First, the code demonstrates the Document.getDocumentElement() convenience routine. Here, we are simply using it so we can gain access of the root element. This is where we will start walking the tree by accessing its children using the method Node.getChildNodes() (remember that the Element interface, like the document interface, extends Node). Tree-walking code is not hard, but it can get a little ugly. In particular, you will quickly discover that our node tree diagram above has been over simplified, and there are a number of additional nodes that complicate the picture, but will still have to be accounted for as we walk the tree. For example, the line feeds and whitespace we added to our buy.xml file are processed quite literally by the parser; this means that a typical element node actually looks like this:

click to expand

It is up to the application to decide what to do with extra whitespace.

The first part of the code walks down through elements in the order Envelope, Header, Service. Note where we cast a Node into an Element so we can make use of the Element.getTagName() method to make sure we have located the right element. We are casting the service Node to an Element to take advantage of that interface's getAttribute (String) method. Casting may not be an efficient operation in some languages.

Note

The DOM acknowledges this with support for two perspectives on interfaces: both an inheritance-based object-oriented view, and a "flattened" view, where everything is represented as a Node. An alterative would have been to use the Node.getAttributes() method, which returns a NamedNodeMap that has a similar query function (as well as functions to examine attributes by index), but it returns the attribute again as a Node, so additional steps are still required.

Once we have found the service name, we try to unserialize (or reconstitute the object from its representation in XML) the Trade object. This time, rather than tree-walking, we will simplify things by making use of the getElementsByTagName() method on the Document and Element interfaces. These return a NodeList, which is a container holding references to the all nodes underneath the Document or Element that match the tag name. This is both good and bad: while it greatly simplifies navigation, it also means that you may inadvertently pull out unexpected elements from deep within your structure. One of the reasons namespaces were invented was to avoid these kinds of element name collisions. Be careful though, DOM level I does not support them (DOM level 2, used here, does). (A better way of querying documents is to use XPath expressions, which we will not cover here. Have a look at http://www.w3.org/TR/xpath.)

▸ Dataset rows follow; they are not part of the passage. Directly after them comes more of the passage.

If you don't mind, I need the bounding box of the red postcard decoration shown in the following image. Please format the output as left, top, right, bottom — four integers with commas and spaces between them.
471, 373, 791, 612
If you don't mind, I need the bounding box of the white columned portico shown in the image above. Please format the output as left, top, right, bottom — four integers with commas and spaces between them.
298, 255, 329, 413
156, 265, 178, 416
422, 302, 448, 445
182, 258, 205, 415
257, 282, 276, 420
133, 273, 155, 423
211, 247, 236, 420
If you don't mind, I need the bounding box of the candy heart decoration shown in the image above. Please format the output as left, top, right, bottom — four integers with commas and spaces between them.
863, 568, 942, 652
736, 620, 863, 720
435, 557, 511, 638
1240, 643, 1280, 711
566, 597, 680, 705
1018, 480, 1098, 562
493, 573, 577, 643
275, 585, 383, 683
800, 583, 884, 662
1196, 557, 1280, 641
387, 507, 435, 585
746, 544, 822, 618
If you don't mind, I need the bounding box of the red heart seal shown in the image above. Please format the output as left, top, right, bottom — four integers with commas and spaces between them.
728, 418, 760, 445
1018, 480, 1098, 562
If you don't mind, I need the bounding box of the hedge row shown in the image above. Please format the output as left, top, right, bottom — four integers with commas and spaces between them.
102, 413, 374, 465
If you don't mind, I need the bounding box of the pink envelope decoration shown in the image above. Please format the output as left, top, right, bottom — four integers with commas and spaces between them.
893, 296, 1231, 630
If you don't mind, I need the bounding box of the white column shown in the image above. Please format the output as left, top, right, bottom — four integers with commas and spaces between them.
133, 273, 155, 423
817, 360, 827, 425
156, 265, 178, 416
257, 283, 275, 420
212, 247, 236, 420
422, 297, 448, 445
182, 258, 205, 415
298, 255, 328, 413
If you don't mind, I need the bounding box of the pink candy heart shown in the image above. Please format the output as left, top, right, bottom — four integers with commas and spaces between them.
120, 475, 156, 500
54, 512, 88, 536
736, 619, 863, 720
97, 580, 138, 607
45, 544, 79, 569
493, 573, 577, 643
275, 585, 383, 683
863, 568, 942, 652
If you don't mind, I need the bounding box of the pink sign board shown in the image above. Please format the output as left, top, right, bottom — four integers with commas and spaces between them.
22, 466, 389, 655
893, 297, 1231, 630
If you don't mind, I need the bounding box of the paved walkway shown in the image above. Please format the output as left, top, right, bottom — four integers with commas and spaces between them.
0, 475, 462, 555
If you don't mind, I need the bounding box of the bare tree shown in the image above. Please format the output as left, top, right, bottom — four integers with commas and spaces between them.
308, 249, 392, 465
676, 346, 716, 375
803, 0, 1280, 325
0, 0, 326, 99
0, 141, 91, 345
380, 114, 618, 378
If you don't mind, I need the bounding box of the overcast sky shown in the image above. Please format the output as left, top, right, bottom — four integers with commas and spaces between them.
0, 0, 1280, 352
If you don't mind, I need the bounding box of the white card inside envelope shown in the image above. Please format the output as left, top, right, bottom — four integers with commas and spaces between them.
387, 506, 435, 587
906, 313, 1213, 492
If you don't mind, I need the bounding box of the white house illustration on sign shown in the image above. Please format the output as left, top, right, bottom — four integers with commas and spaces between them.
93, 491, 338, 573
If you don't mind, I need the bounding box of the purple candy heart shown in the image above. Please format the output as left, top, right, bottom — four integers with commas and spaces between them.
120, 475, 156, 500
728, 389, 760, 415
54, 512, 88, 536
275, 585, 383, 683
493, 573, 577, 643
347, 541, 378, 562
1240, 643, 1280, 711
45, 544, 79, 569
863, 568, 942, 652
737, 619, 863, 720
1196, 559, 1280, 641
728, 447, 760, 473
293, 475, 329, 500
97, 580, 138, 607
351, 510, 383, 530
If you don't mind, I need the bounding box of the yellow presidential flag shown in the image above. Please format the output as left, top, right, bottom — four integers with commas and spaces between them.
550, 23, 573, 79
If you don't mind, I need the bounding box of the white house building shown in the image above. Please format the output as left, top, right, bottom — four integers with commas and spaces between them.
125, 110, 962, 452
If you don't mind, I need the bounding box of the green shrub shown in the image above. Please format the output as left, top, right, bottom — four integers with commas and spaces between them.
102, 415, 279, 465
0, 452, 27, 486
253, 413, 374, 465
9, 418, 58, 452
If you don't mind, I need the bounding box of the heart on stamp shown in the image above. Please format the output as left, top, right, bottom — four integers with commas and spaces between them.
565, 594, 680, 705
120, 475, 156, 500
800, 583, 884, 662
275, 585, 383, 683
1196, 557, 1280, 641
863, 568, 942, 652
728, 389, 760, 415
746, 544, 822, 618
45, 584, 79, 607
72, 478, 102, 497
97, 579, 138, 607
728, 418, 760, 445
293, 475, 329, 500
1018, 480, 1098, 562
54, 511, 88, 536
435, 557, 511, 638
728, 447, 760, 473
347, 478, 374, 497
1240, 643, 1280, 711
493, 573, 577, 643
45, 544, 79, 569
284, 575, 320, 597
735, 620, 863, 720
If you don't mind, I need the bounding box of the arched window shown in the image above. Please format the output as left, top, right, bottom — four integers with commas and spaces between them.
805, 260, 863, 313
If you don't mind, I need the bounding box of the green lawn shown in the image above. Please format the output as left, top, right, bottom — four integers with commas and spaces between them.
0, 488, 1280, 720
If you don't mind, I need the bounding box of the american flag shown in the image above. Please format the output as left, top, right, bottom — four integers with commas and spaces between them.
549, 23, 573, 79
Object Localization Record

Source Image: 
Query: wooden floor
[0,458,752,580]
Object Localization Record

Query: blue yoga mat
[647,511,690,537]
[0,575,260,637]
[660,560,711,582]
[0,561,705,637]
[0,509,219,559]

Most of the code for unserializing Trade is straightforward, but there are a few things to note. First, we isolate the Trade element from the document root; we then use this new Element root to search deeper in the structure for the Stock and Number elements. The point of this is to demonstrate how we can segment off parts of a tree to minimize the search space and in doing so create a more accurate search. Note that getNodeValue() is returning only strings, which are DOM's fundamental representation of everything, so we must cast where appropriate. It's not apparent here, but if we had any entity references in our document, DOM would have substituted these for their entity values internally during parsing. Thus, you cannot isolate entity references using DOM. For example, if we replaced the string "Wrox" with an entity reference, the value of element Stock would still be Wrox books:

     <?xml version="1.0" encoding="UTF-8"?>     <!DOCTYPE Envelope [     <!ENTITY stockName "Wrox">     ]>     <Envelope>        <Header>           <Service name="buy"/>        </Header>        <Body>           <Trade xmlns:n="http://www.infowave.com/nameSpaces">              <Stock>                 &stockName; books              </Stock>              <Number>                 1000              </Number>           </Trade>        </Body>     </Envelope>

To test the code, copy the DOMExample.java, Trade.java and buy.xml files to the same directory and make sure you have., jaxp.jar, and crimson.jar in your classpath:

click to expand

Although this code works, and demonstrates two methods of navigating a DOM structure, it has some practical problems. This code is very brittle. Knowledge of the document organization is woven throughout the Java code: if we make any significant structural changes to our document, the code will have to be changed by hand. For example, suppose we added an inner envelope to our document structure:

     <?xml version="1.0" encoding=UTF-8"?>     <Envelope>       <InnerEnvelope>         <Header>           ...         </Header>         <Body>           ...         </Body>       </InnerEnvelope>     </Envelope>

The first part of our example, where we walk the tree, would fail because it effectively has the previous structure hard-coded into it. The second part, however, which uses queries on the tag name, would still function correctly. Any changes to tag names would break both methods, which unfortunately have these embedded in the code.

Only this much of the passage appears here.